Growth in India has remained robust, partly due to the continued expansion of the service sector bolstered by outsourcing from Europe and North America. Economic activity in India is expected to moderate from the strong pace experienced over the previous two years to growth of 6.3% in 2006.The expansion of China has continued to exceed expectations and boost output for the region, with GDP growth expected to reach 9.0% in 2005, and forecast to ease moderately to 8.2% in 2006.

The continuing recovery of the Japanese economy also provides encouraging news for the region, driven by an upturn in domestic demand. Recent surveys suggest that this will continue with signals of growing business confidence and investment. The latest forecasts for the region as a whole project solid growth, aided by strong exports and domestic demand.GDP growth in sub-Saharan Africa is expected to have totalled 4.8% in 2005, marginally below previous IMF forecasts. Rising oil prices have impacted upon the oil importing countries, although overall the effect on output has not been considerable.

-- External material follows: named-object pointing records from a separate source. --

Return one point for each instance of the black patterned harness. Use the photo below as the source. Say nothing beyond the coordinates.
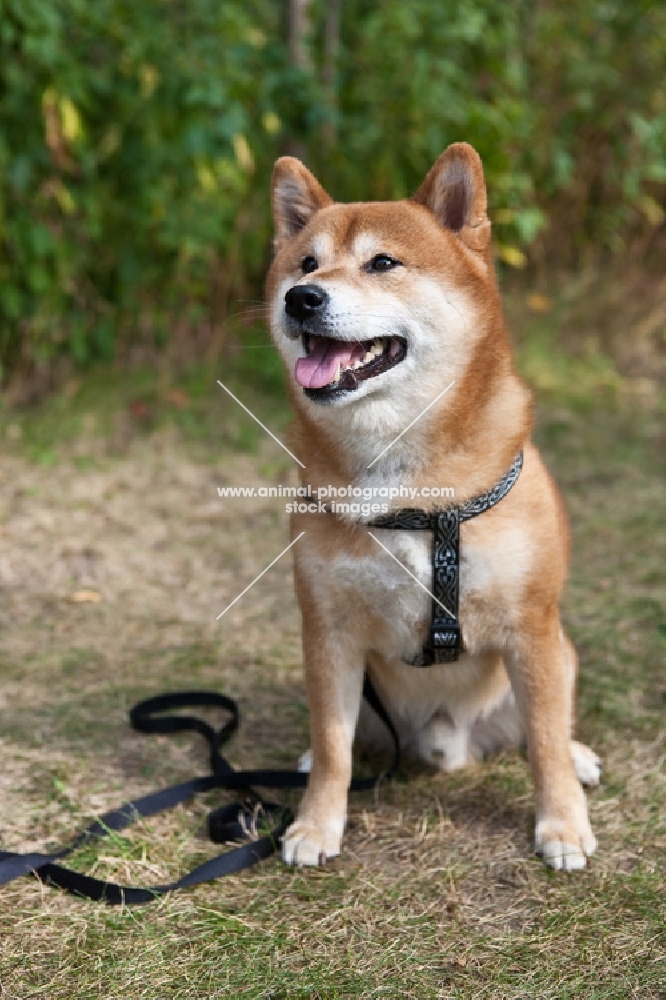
(444, 642)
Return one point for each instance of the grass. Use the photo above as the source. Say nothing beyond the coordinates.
(437, 894)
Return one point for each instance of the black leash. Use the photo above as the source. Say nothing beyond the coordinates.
(228, 823)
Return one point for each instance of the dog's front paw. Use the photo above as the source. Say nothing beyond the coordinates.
(309, 843)
(564, 846)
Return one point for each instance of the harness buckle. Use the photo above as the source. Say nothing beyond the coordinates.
(445, 635)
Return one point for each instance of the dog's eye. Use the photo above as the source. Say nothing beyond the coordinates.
(309, 264)
(382, 262)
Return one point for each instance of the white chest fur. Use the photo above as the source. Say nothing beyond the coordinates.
(384, 584)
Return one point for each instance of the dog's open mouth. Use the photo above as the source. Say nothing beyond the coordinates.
(332, 366)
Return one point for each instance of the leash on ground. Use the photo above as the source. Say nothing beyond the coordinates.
(227, 824)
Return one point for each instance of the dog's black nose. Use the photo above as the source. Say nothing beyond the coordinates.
(303, 301)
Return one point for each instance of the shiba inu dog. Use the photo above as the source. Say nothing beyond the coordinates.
(376, 309)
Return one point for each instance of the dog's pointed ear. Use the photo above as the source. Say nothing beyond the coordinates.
(296, 196)
(455, 192)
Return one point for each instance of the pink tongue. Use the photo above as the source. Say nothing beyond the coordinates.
(319, 367)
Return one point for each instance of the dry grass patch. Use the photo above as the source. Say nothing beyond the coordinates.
(437, 894)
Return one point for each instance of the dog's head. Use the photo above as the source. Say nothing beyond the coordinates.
(384, 300)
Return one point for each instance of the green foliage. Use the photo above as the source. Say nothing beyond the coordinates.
(136, 142)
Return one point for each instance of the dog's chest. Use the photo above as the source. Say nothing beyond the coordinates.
(392, 583)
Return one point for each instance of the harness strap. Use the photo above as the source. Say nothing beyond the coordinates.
(228, 823)
(444, 642)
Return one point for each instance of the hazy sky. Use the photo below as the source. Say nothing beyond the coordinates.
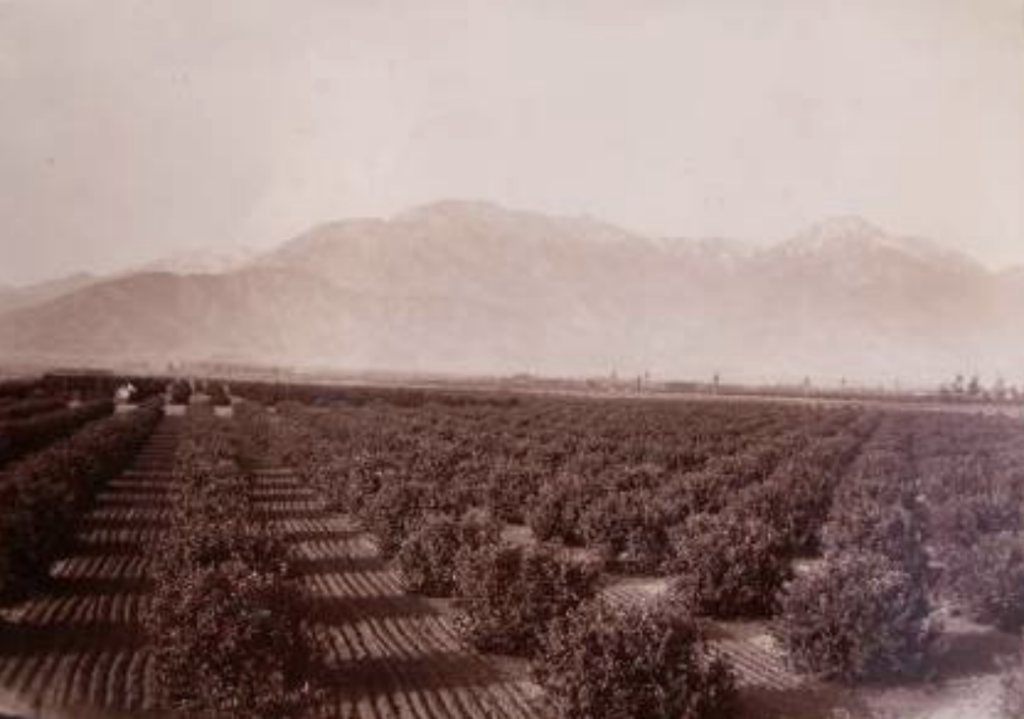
(134, 129)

More positively, there appear to have been improvements in the region’s macroeconomic stability, aided by ongoing structural reforms. Growth is forecast to accelerate to 5.9% in 2006 which, if achieved, would be the strongest expansion since the early 1970s.The office property sector enjoyed solid performance in 2005 in most of the North American regional markets. Vacancy rates declined and rental rates began to move higher. Of course, the pace of improvement was not uniform across all of the regional markets.

This technique for business valuation amount of improvement mirrored, to a substantial degree, the basic economic conditions in the respective markets. The markets situated along the Atlantic and Pacific coasts of the US continued to experience robust absorption of office space, which in some cases exceeded expectations. In the interior of the continent, regional markets that had languished since 2001 finally began to show improvement.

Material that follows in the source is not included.